Information on this subject has been updated. Read the most recent information.

Prescriber Update 27(1): 4–6
May 2006

Ruth Savage, Medical Assessor, CARM,
New Zealand Pharmacovigilance Centre, Dunedin

Alendronate is a potent inhibitor of bone resorption and is most commonly used in the treatment and prevention of osteoporosis.  Inflammatory eye disorders are now recognised adverse effects.  Patients with eye pain or visual loss should be referred to an ophthalmologist.  Reports to CARM indicate that alendronate may cause synovitis, which can be severe.  The risk of oesophagitis and oesophageal ulceration, which may lead to stricture or perforation, should be minimised by following advice regarding posture and adequate water intake with each dose.  Patients should report difficulty or pain when swallowing, retrosternal pain, and new or worsening dyspepsia.
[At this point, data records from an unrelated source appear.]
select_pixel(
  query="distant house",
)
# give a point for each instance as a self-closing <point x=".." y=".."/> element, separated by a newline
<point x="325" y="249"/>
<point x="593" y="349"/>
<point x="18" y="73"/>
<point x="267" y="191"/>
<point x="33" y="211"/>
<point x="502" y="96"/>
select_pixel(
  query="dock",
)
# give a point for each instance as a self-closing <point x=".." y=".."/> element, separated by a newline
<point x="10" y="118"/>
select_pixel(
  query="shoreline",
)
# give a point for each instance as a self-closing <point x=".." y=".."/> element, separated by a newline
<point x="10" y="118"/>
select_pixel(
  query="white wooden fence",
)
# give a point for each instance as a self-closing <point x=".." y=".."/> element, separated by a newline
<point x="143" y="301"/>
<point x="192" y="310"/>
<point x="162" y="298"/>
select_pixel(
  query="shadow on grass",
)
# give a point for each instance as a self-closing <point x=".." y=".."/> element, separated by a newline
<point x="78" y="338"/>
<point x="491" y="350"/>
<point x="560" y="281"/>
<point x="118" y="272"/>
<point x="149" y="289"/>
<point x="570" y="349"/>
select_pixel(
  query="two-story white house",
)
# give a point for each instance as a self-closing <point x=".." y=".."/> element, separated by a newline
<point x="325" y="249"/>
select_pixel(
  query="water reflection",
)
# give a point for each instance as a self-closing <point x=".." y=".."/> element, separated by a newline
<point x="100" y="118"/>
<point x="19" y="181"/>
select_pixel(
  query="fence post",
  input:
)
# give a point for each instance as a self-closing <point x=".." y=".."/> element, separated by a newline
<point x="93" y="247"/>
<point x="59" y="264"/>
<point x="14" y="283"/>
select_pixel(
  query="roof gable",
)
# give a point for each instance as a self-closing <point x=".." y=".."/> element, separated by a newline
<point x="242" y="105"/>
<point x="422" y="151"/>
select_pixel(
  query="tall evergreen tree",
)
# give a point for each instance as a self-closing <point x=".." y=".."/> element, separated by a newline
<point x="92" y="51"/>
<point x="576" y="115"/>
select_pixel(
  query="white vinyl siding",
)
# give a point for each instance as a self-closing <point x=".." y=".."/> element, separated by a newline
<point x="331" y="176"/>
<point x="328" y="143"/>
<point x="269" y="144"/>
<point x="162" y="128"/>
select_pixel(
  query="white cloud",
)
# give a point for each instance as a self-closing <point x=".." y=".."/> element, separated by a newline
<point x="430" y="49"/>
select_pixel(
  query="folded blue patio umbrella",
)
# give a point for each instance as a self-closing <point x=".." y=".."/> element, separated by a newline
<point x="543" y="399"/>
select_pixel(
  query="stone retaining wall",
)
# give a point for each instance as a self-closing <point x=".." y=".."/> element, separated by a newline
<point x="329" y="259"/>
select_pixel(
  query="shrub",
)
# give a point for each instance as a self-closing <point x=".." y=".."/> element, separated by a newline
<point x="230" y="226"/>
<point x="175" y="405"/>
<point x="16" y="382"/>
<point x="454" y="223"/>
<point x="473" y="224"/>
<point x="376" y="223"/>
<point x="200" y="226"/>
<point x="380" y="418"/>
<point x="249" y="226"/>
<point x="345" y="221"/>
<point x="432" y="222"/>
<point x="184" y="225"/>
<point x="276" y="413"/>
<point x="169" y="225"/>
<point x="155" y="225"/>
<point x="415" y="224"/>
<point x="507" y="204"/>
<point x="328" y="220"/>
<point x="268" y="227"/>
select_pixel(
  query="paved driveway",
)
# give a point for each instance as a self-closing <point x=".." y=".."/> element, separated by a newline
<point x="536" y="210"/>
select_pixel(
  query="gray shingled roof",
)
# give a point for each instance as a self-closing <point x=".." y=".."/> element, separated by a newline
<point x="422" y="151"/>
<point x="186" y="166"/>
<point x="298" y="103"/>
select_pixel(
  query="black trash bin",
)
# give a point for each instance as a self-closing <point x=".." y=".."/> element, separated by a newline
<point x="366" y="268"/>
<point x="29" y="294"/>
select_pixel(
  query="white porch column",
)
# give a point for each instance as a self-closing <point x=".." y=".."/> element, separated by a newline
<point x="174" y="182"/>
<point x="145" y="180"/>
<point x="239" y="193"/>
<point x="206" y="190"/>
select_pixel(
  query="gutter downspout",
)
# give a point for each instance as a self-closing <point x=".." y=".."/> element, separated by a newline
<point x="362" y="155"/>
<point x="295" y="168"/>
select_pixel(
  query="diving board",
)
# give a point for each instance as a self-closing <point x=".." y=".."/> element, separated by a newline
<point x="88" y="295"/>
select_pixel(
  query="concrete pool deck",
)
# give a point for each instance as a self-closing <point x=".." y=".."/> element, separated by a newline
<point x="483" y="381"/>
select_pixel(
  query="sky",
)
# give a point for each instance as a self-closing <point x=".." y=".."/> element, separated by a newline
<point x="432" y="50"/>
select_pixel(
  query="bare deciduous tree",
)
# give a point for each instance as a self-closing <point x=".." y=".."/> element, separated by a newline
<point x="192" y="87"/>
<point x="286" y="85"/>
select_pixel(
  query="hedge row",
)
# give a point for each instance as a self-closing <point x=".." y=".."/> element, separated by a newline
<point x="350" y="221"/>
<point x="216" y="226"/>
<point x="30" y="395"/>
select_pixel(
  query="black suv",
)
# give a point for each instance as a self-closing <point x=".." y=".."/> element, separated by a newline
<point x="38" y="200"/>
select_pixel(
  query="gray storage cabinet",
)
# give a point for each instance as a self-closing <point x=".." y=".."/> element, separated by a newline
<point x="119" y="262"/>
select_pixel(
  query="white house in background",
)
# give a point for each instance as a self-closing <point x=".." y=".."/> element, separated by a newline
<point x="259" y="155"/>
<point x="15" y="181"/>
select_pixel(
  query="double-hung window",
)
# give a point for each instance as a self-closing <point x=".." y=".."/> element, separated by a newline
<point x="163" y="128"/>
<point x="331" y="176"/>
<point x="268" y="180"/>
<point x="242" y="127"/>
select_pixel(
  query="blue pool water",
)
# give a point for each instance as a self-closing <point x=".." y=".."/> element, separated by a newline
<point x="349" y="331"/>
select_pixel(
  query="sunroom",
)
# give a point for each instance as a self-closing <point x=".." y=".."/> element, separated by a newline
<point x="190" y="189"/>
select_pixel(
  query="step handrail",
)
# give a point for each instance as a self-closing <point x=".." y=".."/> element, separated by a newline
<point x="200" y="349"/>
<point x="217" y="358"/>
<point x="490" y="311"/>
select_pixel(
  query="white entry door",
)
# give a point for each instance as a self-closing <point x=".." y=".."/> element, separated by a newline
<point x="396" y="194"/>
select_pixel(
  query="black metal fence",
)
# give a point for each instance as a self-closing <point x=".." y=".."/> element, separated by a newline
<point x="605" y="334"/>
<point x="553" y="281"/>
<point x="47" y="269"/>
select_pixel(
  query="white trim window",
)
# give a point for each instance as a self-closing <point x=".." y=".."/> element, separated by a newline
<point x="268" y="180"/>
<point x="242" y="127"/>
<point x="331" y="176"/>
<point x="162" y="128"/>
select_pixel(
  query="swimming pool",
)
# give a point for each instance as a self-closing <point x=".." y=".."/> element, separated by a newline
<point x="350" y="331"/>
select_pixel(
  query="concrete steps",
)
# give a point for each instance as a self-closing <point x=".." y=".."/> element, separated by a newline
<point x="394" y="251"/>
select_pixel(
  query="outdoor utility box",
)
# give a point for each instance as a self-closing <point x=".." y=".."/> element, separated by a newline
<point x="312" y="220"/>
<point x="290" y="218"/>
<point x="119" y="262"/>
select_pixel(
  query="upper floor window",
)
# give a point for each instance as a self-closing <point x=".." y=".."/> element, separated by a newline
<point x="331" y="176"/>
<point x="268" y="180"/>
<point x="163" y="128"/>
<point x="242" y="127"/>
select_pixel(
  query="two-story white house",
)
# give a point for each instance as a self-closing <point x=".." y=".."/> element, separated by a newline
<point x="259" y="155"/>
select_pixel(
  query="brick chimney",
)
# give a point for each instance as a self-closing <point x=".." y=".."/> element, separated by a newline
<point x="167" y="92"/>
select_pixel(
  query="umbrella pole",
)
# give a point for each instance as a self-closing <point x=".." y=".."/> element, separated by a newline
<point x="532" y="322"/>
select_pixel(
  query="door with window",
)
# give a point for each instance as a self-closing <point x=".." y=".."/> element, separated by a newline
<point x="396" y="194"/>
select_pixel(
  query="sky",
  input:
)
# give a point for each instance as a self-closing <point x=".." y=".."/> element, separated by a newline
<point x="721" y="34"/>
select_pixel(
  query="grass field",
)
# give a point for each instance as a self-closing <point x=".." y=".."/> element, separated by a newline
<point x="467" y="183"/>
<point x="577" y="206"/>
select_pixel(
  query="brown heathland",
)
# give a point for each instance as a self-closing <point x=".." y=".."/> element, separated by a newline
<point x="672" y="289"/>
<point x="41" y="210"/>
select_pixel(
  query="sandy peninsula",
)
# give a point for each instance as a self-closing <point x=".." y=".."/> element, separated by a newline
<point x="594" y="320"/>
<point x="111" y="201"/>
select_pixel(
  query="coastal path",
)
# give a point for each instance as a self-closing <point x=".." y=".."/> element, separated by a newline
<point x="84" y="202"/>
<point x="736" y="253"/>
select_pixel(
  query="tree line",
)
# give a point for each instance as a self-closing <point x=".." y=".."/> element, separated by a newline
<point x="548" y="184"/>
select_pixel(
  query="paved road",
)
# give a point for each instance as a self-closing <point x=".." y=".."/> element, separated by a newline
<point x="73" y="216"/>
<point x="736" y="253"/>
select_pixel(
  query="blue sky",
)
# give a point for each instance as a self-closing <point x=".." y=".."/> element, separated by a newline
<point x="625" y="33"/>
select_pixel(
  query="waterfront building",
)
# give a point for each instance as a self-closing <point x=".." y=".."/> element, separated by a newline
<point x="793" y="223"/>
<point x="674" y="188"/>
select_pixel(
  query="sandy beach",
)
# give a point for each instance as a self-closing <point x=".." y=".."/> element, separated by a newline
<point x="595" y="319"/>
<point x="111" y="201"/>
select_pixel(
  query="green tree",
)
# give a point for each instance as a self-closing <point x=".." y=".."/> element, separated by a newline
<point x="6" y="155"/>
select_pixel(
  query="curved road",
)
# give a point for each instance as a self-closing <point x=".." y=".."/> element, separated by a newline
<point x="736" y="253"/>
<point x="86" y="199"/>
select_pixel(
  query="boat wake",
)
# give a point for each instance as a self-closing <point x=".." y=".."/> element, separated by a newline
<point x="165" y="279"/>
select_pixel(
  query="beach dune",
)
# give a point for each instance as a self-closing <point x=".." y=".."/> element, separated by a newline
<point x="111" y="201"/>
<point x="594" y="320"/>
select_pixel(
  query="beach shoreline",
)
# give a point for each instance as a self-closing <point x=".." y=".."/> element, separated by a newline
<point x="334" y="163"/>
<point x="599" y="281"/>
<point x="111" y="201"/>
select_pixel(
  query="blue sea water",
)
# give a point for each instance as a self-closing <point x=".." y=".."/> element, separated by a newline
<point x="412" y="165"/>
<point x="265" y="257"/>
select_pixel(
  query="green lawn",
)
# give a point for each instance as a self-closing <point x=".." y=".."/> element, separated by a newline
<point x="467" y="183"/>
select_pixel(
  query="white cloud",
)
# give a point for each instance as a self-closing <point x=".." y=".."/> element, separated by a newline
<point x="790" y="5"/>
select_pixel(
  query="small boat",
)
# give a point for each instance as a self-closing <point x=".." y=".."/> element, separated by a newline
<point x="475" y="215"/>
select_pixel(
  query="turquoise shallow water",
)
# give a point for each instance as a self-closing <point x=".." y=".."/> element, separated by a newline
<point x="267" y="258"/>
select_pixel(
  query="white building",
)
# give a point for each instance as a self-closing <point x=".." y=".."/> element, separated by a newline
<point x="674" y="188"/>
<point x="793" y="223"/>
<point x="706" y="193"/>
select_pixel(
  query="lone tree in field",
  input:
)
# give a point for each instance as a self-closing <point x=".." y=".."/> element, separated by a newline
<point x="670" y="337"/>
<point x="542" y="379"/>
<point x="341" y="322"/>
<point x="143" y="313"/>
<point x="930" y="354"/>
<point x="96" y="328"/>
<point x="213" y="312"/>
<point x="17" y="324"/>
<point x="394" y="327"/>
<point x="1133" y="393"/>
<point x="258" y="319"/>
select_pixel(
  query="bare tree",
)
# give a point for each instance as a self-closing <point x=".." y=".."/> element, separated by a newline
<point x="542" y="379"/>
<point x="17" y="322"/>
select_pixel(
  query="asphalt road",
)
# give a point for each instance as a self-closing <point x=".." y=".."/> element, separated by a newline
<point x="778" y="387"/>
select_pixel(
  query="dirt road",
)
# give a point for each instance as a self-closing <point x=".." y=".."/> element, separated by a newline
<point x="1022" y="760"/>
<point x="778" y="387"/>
Alendronate is indicated for osteoporosis and Paget’s disease
Refer if ocular pain or visual loss occurs
Myalgia and arthralgia common; synovitis rare but can be severe
Oesophagitis and oesophageal ulceration can also occur
Gastrointestinal adverse effects can be minimised
Allergy and rashes are also seen with alendronate
Inflammatory-type reactions may occur with other bisphosphonates
Other adverse reactions to alendronate
References
Bisphosphonates and osteonecrosis of the jaw

Alendronate is indicated for osteoporosis and Paget's disease

Alendronate, a bisphosphonate, is a potent inhibitor of osteoclast-mediated bone resorption.  It is indicated in postmenopausal women for the prevention and treatment of osteoporosis to prevent fractures; for the treatment of osteoporosis in men; for the treatment and prevention of glucocorticoid-induced osteoporosis; and for treatment of Paget's disease of bone.  It is given orally, usually once weekly.1  For alendronate, gastrointestinal, musculoskeletal and neurological reports comprise almost 50% of suspected adverse reactions reported to the Centre for Adverse Reactions Monitoring (CARM), and ocular reactions comprise about 4%.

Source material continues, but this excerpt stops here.